The sale fell through. Florida’s housing market crashed and the McCoys found themselves with three homes — the two in Florida and a new one in Birmingham. They tried selling the Florida properties, but after more than a year on the market, they settled on renting them, for less than the mortgage payment. So now they’re in negative cash flow. Triple mortgage trouble.
McCoy: We’re not unaccustomed to doing things the hard way, but we thought maybe we could take a little bit of a breather at this point and — not a lot of oxygen out there!
Ott: It’s pretty stressful. I can see it in your face.
McCoy: Oh, well. It’s really hard to watch my husband with it. He struggles as wanting to be the provider that I think men envision themselves to be and wanting to solve all the problems and take care of it.
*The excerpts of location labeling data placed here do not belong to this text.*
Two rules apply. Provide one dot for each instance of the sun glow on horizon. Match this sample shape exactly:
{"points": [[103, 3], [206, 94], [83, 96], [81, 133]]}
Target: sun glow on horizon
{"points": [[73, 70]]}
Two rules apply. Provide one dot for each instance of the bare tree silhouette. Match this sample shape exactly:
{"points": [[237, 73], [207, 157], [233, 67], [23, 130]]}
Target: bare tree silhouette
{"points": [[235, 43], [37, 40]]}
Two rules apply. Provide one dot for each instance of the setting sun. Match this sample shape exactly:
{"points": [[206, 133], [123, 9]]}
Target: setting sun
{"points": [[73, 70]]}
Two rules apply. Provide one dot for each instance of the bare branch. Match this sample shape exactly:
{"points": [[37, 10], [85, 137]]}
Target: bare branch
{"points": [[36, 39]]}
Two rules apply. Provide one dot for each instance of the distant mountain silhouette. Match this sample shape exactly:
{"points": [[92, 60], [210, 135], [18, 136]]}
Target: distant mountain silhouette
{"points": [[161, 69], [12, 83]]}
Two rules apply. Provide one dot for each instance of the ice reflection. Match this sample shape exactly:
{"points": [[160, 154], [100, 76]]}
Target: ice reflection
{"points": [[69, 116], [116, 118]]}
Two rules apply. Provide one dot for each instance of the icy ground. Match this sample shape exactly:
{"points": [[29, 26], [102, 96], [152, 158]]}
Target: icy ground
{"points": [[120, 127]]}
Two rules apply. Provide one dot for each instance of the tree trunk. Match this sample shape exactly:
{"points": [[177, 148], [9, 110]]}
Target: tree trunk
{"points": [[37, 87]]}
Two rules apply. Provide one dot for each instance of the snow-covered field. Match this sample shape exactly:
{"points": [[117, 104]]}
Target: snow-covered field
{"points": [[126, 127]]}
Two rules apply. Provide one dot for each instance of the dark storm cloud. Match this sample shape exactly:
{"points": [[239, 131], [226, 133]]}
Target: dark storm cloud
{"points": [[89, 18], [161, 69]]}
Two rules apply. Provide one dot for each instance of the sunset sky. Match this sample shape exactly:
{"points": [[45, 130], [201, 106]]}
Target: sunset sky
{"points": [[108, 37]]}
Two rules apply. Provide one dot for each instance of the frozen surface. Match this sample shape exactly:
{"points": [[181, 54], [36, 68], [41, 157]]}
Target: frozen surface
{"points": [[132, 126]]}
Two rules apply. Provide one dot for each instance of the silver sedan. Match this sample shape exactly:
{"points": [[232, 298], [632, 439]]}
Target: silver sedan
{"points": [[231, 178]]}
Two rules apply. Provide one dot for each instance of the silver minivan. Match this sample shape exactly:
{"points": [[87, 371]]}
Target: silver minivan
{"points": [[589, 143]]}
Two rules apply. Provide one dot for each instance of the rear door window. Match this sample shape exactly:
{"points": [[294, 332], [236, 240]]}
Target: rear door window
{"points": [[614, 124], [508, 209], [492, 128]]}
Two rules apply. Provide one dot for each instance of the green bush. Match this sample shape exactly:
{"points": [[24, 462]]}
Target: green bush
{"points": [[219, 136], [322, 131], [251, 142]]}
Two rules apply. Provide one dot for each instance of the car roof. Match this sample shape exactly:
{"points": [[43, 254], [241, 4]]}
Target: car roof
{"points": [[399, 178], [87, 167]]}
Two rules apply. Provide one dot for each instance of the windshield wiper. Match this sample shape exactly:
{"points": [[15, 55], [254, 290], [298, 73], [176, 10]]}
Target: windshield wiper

And you know, just, every month there’s something that you didn’t plan for, you didn’t see on the horizon that comes up and it’s like, where do you squeeze the balloon to get the money you need to solve the problem?
The balloon that popped is college. The McCoys had to take out a student loan for their oldest son. Another son is deferring college for a year because they can’t afford it. And their daughter, Summer, graduates high school in May.
Summer McCoy: They’re going to do whatever they can to help me. They’re not going to throw me out the door with my bags packed and go ‘see ya’. But I don’t want to put them in the position that they feel like they have to do everything.
Summer McCoy says she’s really nervous. She’s been accepted to the University of Alabama, but her part-time job at a movie theatre isn’t enough to pay the tuition.
There’s no telling how many families are in this situation. No one keeps those numbers. But University of Alabama at Birmingham real estate expert Stephanie Rauterkus has been pouring over foreclosure records. She sees a trend: the average number of mortgages per consumer has almost doubled in the last 15 years. She says in many cases, multiple mortgages means big trouble.
Stephanie Rauterkus: The whole thing fell apart and they lost the investment property as well as the primary residence. So, so it’s, it’s unfortunate.
Unfortunate, and unhealthy. Financial planner and life coach Brady Stamps says he knows some homeowners who are so stressed out they’ve developed high blood pressure, depression and other medical problems.
Brady Stamps: Any time you have this emotional situation where everywhere you turn your friends are talking about it, the TV’s talking about it, you try to watch a movie or comedy to get relief and jeez, they’re talking about it! You’ve got some people, their way to handle finance is they just choose to ignore everything.
Brady Stamps says reach out.
Stamps: There’s no shame in it. There’s a lot of people that are in similar situation.
The McCoys have looked at refinancing their mortgages. They keep hearing about the historic low rates right now. But their debt-to-income ratio is too high so they don’t qualify, even though they say they’ve always had good credit and they make their payments on time. The McCoys are looking to Washington for relief. Congress hopes to pass the hotly debated economic stimulus bill next month that helps fend off foreclosures.
In Birmingham, Ala. I’m Tanya Ott for Marketplace Money.